對此,我也曾和她強烈爭執過,奈何周小露竟厚顏無恥到以為我是出於女生羞澀的原因才這樣,對我的辯解當作了一種掩飾,果然是越描越黑,欲蓋反而彌彰,於是,我索性閉口不語,任她在一旁天馬行空。
“重點不是這個,”她輕輕地哼了一聲,“我居然不知道某人高中時還有一出!”
“這有什麽稀奇的?”我白了她一眼,沒有刻意去探究她話中的意思,“你敢說你高中時沒有?”
“我沒說沒有,”她毫不避諱地回答我,開始對我新一輪的控訴,“隻是,哪像你,瞞了我那麽久……”
“你什麽意思?”我皺了皺眉,轉過頭不明所以地看向她。
我終於後知後覺地意識到,她似乎知道了某些驚天秘密。
“別給我裝傻充愣!”周小露擺出一副知根知底的樣子,“給我從實招來,我,哼哼,已經知道得七七八八了。”

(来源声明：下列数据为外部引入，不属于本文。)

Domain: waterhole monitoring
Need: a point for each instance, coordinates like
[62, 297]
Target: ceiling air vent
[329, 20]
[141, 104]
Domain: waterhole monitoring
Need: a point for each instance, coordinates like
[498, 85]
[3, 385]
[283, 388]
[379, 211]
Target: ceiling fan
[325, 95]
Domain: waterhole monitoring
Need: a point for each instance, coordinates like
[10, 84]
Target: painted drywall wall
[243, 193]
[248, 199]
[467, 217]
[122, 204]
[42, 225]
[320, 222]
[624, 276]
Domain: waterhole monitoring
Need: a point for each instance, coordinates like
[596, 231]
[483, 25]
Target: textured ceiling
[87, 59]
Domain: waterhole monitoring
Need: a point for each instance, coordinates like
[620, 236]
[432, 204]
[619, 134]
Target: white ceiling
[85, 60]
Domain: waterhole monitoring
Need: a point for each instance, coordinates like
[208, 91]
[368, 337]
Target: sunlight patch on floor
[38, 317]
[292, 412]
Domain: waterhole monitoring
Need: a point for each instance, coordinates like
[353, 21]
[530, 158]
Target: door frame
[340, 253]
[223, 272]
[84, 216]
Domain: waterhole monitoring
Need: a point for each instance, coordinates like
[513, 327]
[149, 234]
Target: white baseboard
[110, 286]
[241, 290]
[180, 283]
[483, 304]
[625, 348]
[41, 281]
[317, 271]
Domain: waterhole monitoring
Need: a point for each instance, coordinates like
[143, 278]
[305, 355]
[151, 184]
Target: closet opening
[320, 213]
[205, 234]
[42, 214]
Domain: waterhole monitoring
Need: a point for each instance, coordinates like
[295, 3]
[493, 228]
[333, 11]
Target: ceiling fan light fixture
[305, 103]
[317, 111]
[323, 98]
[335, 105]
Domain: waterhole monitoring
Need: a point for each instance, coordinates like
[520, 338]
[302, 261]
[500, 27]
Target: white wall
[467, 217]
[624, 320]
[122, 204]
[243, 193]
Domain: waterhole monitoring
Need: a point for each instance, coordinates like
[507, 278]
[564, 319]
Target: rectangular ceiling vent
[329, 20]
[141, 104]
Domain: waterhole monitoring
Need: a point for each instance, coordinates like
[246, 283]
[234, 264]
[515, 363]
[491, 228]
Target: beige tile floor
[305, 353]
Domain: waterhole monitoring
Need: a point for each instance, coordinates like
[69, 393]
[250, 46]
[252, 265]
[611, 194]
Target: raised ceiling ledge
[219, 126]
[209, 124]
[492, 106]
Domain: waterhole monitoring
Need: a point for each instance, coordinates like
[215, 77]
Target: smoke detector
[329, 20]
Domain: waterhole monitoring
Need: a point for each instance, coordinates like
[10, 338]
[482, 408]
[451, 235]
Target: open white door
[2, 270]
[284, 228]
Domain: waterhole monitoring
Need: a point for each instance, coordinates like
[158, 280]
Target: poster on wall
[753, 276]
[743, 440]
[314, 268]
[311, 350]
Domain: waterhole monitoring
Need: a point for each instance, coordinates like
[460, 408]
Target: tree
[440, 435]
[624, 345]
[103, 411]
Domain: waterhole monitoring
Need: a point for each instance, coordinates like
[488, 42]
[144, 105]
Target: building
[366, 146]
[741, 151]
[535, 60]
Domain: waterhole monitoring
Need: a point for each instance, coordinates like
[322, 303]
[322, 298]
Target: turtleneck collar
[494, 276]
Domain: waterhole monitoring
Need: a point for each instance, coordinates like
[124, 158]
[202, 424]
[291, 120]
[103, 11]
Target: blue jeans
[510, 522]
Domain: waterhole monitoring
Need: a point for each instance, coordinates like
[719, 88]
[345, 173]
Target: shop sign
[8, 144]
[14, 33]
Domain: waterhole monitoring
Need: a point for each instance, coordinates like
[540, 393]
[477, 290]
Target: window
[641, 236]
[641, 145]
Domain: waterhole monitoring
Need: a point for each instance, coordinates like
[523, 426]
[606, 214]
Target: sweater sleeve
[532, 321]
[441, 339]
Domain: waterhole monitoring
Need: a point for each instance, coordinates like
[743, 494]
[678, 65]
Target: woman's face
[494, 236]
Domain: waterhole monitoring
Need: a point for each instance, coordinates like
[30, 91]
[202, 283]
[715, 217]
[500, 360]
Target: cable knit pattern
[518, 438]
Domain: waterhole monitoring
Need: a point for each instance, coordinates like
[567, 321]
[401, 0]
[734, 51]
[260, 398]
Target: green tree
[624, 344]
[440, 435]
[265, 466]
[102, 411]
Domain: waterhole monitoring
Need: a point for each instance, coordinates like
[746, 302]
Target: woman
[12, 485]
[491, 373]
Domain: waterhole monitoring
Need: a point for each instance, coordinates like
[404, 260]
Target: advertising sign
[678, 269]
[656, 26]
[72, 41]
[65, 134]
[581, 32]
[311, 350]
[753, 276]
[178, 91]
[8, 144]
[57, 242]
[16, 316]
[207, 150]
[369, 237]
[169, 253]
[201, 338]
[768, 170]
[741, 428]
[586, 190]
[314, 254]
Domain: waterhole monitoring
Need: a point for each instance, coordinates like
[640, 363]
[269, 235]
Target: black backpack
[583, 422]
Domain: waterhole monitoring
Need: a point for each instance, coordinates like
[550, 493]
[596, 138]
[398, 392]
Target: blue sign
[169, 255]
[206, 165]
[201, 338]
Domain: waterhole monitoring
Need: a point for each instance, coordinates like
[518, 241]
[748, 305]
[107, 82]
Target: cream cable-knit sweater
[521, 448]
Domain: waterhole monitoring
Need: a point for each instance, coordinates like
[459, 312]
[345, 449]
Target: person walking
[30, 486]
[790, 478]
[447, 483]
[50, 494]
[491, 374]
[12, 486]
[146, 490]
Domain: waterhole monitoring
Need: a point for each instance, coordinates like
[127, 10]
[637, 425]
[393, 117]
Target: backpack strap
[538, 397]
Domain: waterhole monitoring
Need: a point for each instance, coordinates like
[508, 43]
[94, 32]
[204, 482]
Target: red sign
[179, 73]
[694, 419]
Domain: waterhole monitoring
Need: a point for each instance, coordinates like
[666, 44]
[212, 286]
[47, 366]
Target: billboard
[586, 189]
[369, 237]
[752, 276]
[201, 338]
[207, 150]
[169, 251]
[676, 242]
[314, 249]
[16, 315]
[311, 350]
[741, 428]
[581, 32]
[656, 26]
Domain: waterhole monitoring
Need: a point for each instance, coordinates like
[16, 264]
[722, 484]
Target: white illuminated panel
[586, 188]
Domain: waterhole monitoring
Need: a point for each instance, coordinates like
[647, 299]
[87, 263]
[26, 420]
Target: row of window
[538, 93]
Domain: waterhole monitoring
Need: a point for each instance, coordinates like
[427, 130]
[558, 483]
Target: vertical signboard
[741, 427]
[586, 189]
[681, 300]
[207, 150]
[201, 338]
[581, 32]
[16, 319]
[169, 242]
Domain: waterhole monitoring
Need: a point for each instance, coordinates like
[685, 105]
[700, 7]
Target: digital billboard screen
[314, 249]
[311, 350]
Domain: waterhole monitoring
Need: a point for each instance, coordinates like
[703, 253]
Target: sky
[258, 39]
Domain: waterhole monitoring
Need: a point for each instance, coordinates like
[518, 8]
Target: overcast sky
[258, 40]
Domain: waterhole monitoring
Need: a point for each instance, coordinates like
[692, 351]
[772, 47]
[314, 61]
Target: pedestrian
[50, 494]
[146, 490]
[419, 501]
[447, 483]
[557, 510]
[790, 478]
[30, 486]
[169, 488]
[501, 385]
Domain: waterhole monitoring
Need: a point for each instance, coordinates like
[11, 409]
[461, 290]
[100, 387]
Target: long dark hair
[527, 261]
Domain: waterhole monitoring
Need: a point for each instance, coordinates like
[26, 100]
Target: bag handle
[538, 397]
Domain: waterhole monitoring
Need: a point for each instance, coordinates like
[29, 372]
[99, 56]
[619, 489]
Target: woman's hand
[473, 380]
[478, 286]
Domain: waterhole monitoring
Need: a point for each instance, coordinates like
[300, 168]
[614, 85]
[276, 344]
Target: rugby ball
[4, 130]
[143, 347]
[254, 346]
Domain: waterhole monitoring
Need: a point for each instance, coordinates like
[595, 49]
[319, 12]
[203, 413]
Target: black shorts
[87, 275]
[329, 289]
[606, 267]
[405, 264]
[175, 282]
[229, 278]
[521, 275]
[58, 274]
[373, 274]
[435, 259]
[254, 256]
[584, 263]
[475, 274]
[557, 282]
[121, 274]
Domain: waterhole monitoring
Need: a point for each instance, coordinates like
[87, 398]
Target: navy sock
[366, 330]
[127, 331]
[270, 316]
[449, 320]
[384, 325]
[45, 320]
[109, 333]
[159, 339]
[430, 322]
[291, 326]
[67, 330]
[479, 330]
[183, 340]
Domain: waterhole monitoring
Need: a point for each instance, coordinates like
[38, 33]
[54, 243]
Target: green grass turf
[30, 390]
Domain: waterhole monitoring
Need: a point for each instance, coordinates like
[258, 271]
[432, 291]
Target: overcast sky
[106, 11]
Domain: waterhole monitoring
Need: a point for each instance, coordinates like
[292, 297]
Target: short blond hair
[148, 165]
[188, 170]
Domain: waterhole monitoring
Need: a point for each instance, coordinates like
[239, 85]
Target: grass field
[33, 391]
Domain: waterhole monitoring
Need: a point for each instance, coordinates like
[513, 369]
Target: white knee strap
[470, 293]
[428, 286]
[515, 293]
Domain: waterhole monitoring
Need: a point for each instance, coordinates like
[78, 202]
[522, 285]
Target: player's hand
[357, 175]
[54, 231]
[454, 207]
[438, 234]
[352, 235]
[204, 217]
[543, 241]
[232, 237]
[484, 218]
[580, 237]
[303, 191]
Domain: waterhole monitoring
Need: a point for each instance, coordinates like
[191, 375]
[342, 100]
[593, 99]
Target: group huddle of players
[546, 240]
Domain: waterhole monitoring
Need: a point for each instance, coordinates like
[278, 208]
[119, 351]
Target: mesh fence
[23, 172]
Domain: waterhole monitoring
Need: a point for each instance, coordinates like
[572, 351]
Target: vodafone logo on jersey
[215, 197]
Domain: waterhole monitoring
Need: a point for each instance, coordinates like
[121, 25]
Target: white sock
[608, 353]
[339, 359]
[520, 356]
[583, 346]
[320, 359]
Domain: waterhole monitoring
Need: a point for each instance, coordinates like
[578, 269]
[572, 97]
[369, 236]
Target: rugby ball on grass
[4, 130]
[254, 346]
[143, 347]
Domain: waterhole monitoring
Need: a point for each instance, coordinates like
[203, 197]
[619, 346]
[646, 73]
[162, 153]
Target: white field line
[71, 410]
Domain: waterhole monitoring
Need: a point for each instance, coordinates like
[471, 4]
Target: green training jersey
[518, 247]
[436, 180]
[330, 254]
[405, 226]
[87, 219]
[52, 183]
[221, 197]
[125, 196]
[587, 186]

對此,我依然不動聲色,心下一陣心念電轉後,小心翼翼地試探:“你是說,我向你隱瞞了我高中時的戀情?”
“對!”周小露答得幹脆利落。
“你聽誰說的?”我麵色不改地看向她,“林遠懷?”
表麵上雖然裝得波瀾不驚,但是,我的內心早已是怒火熊熊,天雷滾滾,就差沒天雷勾動地火了。
丫的周小露,沒經過我的同意,居然自作主張管我的事,還有丫的林遠懷,竟敢揭我傷疤?!
“他不肯說,是我逼問他說的。”周小露難得細心地察覺到了我的怒火中燒,卻依然壯著膽子,自顧自地說,“前天晚上看你一副肝腸寸斷的樣子,我不放心,覺得一定是出了什麽大事,所以又去找林遠懷……”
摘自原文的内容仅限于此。